• La Bulgarie, l'Ukraine et tous les autres.

    15/03/2022

     

    Dans cette poudrière de l'Europe que les Balkans et l'Ukraine, la Bulgarie n'existe pas. C'est le seul pays qui ne fait pas parler de lui, qu'aucun journaliste ou reporter n'évoque. Par conséquent, elle a disparu. Les intellos, les journalistes, ne vivent que des débats, que d'avis héréditaires qui changent tous les dix ans, et font, en ce moment, tout un cinéma sur l'Ukraine et la Russie avec, en réalité, très peu d'informations ponctuelles et prouvées.

    C'est pour ça que je disais à mes étudiants « ne faites jamais des catégories universelles, des jugements péremptoires, mais de simples études de cas ».

    Donc, dans la marée des mégas reportages, des journalistes sur le front équipés comme en 14, le côté théâtre me démoralise. Ça me rappelle la Guerre d'Algérie (dont deux émissions passent actuellement à la télé : documentaire « C'était la guerre d'Algérie » de Georges-Marc Benamou, Mickaël Gamrasni et Stéphane Benhamou) où la folie, le délire, l'hystérie anti-arabe nous prenait à la gorge comme maintenant quand on parle de Poutine et de l'Ukraine. Il serait difficile de se faire une opinion car vraiment rien d'empirique profond, rien comme description minutieuse, rien comme analyse socio-historique, ne vient étayer les déclamations et les gesticulations de nos envoyés spéciaux qui choisissent des informateurs vraiment spéciaux eux-mêmes.
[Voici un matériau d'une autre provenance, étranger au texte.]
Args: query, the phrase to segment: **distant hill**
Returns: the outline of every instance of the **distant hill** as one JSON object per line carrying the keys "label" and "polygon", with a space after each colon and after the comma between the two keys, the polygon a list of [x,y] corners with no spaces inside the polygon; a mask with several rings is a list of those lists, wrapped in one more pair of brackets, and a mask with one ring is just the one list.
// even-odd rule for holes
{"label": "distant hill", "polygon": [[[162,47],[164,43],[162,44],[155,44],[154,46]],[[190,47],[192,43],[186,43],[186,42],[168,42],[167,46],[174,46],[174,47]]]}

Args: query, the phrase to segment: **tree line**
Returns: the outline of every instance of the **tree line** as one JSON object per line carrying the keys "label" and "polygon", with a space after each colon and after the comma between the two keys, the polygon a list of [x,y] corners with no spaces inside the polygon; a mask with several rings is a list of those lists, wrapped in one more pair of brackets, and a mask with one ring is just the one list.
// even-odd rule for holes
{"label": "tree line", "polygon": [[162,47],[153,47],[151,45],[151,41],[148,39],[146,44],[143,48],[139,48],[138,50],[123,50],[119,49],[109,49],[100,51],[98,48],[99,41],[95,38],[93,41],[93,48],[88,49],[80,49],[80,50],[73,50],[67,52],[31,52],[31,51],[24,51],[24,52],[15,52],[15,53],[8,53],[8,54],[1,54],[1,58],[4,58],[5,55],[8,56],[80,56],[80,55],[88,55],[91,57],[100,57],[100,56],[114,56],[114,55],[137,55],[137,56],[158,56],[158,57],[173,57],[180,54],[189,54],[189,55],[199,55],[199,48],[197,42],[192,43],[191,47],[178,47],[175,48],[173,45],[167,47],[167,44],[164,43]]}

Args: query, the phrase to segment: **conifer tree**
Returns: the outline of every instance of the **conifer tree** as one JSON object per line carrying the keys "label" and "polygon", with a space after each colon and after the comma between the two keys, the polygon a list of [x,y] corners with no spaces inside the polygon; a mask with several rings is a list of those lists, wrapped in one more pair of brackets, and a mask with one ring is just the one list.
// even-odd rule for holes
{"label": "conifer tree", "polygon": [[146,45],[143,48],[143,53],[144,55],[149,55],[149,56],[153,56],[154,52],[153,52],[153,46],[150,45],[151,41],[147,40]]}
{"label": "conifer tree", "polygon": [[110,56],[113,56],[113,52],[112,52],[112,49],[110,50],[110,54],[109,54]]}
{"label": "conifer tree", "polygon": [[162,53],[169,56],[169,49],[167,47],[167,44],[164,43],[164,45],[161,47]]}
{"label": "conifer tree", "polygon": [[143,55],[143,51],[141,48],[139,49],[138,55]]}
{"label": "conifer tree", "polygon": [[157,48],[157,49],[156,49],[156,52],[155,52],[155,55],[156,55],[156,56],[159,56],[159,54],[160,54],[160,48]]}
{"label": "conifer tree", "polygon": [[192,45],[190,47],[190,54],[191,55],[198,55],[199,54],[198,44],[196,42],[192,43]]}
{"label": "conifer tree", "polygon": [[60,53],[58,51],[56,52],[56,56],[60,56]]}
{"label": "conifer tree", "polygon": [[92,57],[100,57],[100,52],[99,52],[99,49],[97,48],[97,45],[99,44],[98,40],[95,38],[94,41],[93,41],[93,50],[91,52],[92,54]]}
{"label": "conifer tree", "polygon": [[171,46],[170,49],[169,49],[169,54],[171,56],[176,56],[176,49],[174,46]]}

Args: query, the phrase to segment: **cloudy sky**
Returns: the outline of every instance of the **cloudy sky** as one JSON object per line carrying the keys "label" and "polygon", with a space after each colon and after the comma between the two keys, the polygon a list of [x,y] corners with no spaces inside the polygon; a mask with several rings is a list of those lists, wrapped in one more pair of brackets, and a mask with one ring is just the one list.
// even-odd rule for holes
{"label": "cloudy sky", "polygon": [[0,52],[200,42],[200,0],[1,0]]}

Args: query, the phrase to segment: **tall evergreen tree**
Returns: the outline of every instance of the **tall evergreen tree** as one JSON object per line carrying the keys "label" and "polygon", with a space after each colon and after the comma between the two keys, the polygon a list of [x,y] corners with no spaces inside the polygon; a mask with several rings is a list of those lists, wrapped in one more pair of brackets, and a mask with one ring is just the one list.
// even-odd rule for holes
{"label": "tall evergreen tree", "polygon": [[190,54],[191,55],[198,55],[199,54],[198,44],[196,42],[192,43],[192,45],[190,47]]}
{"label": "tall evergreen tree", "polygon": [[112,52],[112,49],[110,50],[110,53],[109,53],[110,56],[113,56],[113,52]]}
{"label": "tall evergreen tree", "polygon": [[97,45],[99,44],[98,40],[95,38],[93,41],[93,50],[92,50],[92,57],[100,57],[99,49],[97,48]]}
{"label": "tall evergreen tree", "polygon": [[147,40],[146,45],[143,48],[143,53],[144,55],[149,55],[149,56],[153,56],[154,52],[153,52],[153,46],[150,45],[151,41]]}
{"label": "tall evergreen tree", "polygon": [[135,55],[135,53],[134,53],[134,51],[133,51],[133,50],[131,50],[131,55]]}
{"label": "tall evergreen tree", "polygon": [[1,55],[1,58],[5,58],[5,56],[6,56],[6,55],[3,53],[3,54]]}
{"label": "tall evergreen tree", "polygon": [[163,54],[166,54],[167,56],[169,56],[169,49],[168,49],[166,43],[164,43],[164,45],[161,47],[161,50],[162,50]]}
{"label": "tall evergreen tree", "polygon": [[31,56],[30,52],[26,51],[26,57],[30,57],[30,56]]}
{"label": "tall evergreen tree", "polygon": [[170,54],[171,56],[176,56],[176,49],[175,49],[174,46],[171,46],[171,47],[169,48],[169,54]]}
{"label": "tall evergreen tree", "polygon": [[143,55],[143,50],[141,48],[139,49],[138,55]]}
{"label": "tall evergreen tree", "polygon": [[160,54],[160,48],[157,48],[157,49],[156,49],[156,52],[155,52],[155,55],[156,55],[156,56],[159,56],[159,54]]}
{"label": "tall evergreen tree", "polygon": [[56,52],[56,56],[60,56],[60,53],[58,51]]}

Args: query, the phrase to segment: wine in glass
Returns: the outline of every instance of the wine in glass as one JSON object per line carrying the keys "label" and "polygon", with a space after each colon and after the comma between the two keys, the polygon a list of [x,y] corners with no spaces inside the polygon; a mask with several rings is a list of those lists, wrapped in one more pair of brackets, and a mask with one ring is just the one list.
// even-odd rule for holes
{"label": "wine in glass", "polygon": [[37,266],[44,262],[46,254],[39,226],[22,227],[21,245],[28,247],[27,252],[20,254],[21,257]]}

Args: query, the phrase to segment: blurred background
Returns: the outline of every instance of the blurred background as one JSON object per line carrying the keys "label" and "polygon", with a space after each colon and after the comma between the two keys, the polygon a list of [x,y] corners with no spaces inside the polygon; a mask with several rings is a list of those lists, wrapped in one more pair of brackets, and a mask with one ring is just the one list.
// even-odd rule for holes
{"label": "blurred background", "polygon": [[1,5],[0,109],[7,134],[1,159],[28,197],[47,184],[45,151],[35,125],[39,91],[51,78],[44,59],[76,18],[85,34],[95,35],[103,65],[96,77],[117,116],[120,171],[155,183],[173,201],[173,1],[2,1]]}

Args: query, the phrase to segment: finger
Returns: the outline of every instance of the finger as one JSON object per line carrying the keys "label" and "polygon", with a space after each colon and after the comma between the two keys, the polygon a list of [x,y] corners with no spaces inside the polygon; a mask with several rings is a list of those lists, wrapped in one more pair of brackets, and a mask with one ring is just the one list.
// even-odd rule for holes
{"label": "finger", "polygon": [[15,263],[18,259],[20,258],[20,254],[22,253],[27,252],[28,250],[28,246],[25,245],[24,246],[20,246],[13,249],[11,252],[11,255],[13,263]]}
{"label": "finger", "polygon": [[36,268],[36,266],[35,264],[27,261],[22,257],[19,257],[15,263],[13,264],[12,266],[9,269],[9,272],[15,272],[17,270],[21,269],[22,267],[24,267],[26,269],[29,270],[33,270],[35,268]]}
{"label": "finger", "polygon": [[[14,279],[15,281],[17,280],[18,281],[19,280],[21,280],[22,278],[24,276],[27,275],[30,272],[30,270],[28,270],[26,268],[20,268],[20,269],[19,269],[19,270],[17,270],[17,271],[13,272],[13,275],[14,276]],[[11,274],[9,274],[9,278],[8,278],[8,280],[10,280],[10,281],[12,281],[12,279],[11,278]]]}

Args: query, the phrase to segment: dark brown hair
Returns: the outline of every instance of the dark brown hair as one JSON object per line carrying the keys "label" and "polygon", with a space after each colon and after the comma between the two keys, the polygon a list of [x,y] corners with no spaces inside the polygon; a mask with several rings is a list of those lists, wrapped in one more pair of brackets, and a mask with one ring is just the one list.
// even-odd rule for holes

    Je viens de tomber à la BU sur ce livre de Mobo Gao qui traite avec sérieux, minutie historique, comment elle a du s'imposer sur la scène internationale. Nous qui avons été les petits soldats de ces grandes guerres idéologiques, nous savons ce que valent les médias, d'où vient l'argent dont ils vivent, et comment ils recrutent leurs journalistes. Donc, après l'Afrique, puis la Chine, maintenant on s'est découvert un autre ennemi mortel, éternel et définitif : la Russie.
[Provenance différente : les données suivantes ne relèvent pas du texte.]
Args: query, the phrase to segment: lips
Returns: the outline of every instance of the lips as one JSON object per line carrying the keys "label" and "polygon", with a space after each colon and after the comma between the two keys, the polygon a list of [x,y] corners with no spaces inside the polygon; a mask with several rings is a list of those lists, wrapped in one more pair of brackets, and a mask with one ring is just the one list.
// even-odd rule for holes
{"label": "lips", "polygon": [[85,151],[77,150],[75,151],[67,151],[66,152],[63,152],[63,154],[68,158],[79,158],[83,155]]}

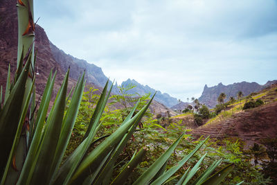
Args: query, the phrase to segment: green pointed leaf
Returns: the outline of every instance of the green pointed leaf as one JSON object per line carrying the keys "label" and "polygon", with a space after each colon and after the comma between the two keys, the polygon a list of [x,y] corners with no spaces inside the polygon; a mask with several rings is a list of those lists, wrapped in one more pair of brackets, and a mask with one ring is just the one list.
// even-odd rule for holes
{"label": "green pointed leaf", "polygon": [[178,183],[176,184],[176,185],[181,185],[183,184],[183,182],[185,180],[185,178],[186,177],[186,175],[188,175],[188,171],[190,169],[190,166],[188,167],[188,168],[186,170],[185,173],[183,175],[183,176],[181,177],[181,179],[179,180]]}
{"label": "green pointed leaf", "polygon": [[195,148],[190,152],[187,156],[183,158],[180,161],[178,162],[177,165],[172,167],[169,169],[166,173],[163,174],[161,177],[157,179],[154,182],[152,183],[152,184],[161,184],[166,179],[170,178],[174,173],[175,173],[181,167],[182,167],[185,163],[186,163],[190,157],[192,157],[196,152],[203,146],[203,144],[208,140],[208,137],[207,137],[205,140],[202,141]]}
{"label": "green pointed leaf", "polygon": [[0,177],[2,176],[5,169],[21,114],[25,85],[30,62],[30,60],[27,61],[19,80],[15,85],[0,113],[0,146],[1,146]]}
{"label": "green pointed leaf", "polygon": [[227,175],[233,170],[233,164],[229,164],[227,166],[223,168],[220,171],[215,173],[210,178],[206,179],[202,184],[220,184],[220,183],[227,176]]}
{"label": "green pointed leaf", "polygon": [[[49,114],[47,118],[40,150],[37,152],[37,161],[33,164],[35,168],[30,180],[32,184],[48,184],[50,182],[52,161],[62,130],[69,75],[69,71],[66,74],[60,94],[56,98],[56,103],[51,109],[52,114]],[[45,180],[42,182],[42,179]]]}
{"label": "green pointed leaf", "polygon": [[184,133],[172,143],[170,148],[157,159],[149,168],[141,175],[133,184],[147,184],[155,176],[156,173],[166,162],[171,154],[178,145],[181,139],[183,137]]}
{"label": "green pointed leaf", "polygon": [[[7,76],[7,83],[6,85],[4,105],[5,105],[6,102],[7,101],[8,98],[10,95],[10,64],[9,64],[9,67],[8,69],[8,76]],[[1,98],[1,100],[2,100],[2,97]]]}
{"label": "green pointed leaf", "polygon": [[[68,184],[71,180],[73,173],[75,171],[76,168],[79,166],[80,162],[83,159],[84,155],[87,153],[87,151],[92,142],[93,139],[96,134],[97,127],[101,117],[102,113],[104,110],[105,106],[108,100],[109,96],[111,93],[112,86],[110,90],[106,96],[107,90],[107,83],[104,87],[104,89],[101,94],[100,99],[94,111],[93,117],[95,116],[96,118],[91,118],[90,125],[91,131],[88,136],[84,139],[81,144],[74,150],[74,152],[66,159],[64,164],[60,168],[58,174],[54,177],[54,184],[60,184],[62,183]],[[96,112],[99,112],[99,114],[96,114]],[[91,123],[91,121],[93,123]],[[87,177],[88,175],[87,175]]]}
{"label": "green pointed leaf", "polygon": [[[121,124],[123,125],[125,124],[128,121],[131,119],[132,116],[134,114],[134,112],[136,109],[138,104],[140,103],[140,100],[138,100],[135,106],[133,107],[132,111],[129,112],[128,116],[126,117],[125,120]],[[111,175],[112,175],[112,172],[114,170],[114,166],[116,163],[116,159],[118,158],[118,156],[121,154],[122,151],[123,150],[124,148],[125,147],[127,142],[132,136],[133,132],[136,130],[137,124],[134,125],[131,129],[128,131],[128,133],[126,134],[120,142],[118,143],[117,147],[115,150],[114,150],[114,152],[111,154],[111,157],[109,159],[109,162],[105,165],[104,169],[101,171],[99,177],[98,177],[97,180],[95,182],[96,184],[102,183],[103,180],[108,181],[109,182],[110,178],[111,177]]]}
{"label": "green pointed leaf", "polygon": [[[35,85],[35,78],[33,80],[32,87],[31,87],[31,89],[30,89],[30,91],[29,91],[29,93],[28,94],[27,101],[25,102],[25,105],[24,105],[24,109],[23,109],[23,112],[22,112],[22,114],[21,115],[21,117],[20,117],[19,124],[19,125],[17,127],[17,132],[15,134],[15,141],[12,143],[12,149],[10,150],[9,158],[8,159],[8,162],[7,162],[7,164],[6,166],[6,168],[5,168],[5,172],[4,172],[4,174],[3,174],[3,177],[2,177],[1,184],[5,184],[6,178],[7,177],[8,172],[8,170],[9,170],[10,166],[11,163],[12,163],[12,157],[14,157],[14,155],[15,155],[15,150],[16,150],[16,148],[17,147],[17,145],[19,143],[19,138],[21,136],[21,130],[22,130],[22,127],[23,127],[23,125],[24,123],[25,117],[26,116],[28,108],[29,107],[30,98],[30,96],[32,95],[32,91],[33,91],[33,89],[34,88],[34,85]],[[25,155],[24,154],[22,154],[22,157],[24,156],[24,155]]]}
{"label": "green pointed leaf", "polygon": [[114,146],[122,139],[129,127],[133,125],[137,124],[140,121],[152,100],[152,98],[138,112],[138,113],[125,124],[121,125],[116,132],[110,136],[107,137],[84,159],[73,176],[71,183],[75,183],[76,182],[82,183],[85,177],[88,175],[88,173],[93,173],[94,168],[101,162],[102,158],[109,152]]}
{"label": "green pointed leaf", "polygon": [[[32,166],[34,164],[34,159],[37,155],[37,150],[42,137],[42,130],[44,125],[46,116],[47,114],[48,107],[51,100],[53,88],[54,86],[56,73],[51,80],[51,72],[50,73],[47,80],[46,86],[45,87],[42,99],[40,103],[40,107],[37,113],[37,121],[35,125],[31,131],[32,141],[22,168],[22,171],[20,174],[18,184],[26,184],[27,180],[30,179],[33,175]],[[32,134],[34,133],[34,134]],[[32,136],[33,134],[33,136]],[[34,168],[34,167],[33,167]]]}
{"label": "green pointed leaf", "polygon": [[205,158],[206,155],[207,154],[206,153],[204,155],[201,157],[201,159],[198,161],[198,162],[193,166],[193,169],[188,173],[188,176],[186,177],[185,180],[183,182],[183,185],[186,185],[191,178],[195,175],[195,174],[198,171],[198,170],[200,168],[199,167],[202,162],[204,158]]}
{"label": "green pointed leaf", "polygon": [[82,96],[85,85],[85,82],[84,82],[84,73],[83,73],[80,82],[78,82],[76,85],[72,100],[62,122],[61,134],[57,143],[55,157],[52,161],[52,167],[51,170],[51,175],[53,175],[54,172],[56,173],[57,171],[64,154],[66,151],[66,146],[69,142],[70,136],[72,133],[75,121],[76,119],[82,100]]}
{"label": "green pointed leaf", "polygon": [[214,161],[197,179],[193,182],[193,185],[199,185],[203,183],[211,174],[215,170],[215,168],[220,165],[222,159]]}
    Dans ce maelstrom où tout est dit et son contraire, il y a un seul petit pays qui a été effacé de l'histoire, un pays slave, alphabet cyrillique, religion orthodoxe et disparu des écrans. Apparement, la Bulgarie, dont je parlais en tant que pays de mes aïeux, ne fait plus partie de ce monde. Je pense que c'est réconfortant et heureux pour eux.

     

    Ceci me permet de rappeler combien j'aimais recommander aux étudiants l'utilité du recours à l'étude de cas. Elle permet de comprendre, décrire et analyser, au-delà des catégories générales, la société où l'on vit. Notre sociologie empirique, inspirée de Howard Becker, est une suite générale d'études de cas, pas forcément reliées entre elles, pas forcément définitives, et pas forcément riches en conclusion. Mais ça fait réfléchir et prendre du recul. Donc, je jugeais mes étudiants à la valeur de la description du cas d'enquête qu'ils avaient choisi et non pas de l'application de catégories morales générales, ou de théories à la mode.

    Comme Becker le disait, la sociologie n'est qu'une étude de cas. Et donc, il faut le faire consciencieusement, sans orgueil, sans prétention universelle, sans espoir de généralisation, avant de rencontrer quelqu'un qui vient de l'autre extrémité de la planète et qui travaille comme vous.

    Je souhaite bonne chance, et de la ténacité, aux jeunes gens que je fréquente un peu, qui auraient pu être mes étudiants il y a vingt ans, et qui commencent, eux-aussi, à mettre au point une philosophie personnelle, graduelle, patiente, tenace, de ce qu'est le contraire de la sociologie en prétention. Alors qu'ils se nomment ethnologues, observateurs participants, spectateurs curieux, qui soient en socio ou ailleurs, je les approuve, je les fréquente si je peux, je les applaudis, et je leur dis tenez bon, restez ensemble, groupez mais différents, travaillez de façon indépendante, et puis, inch'allah, bonne chance.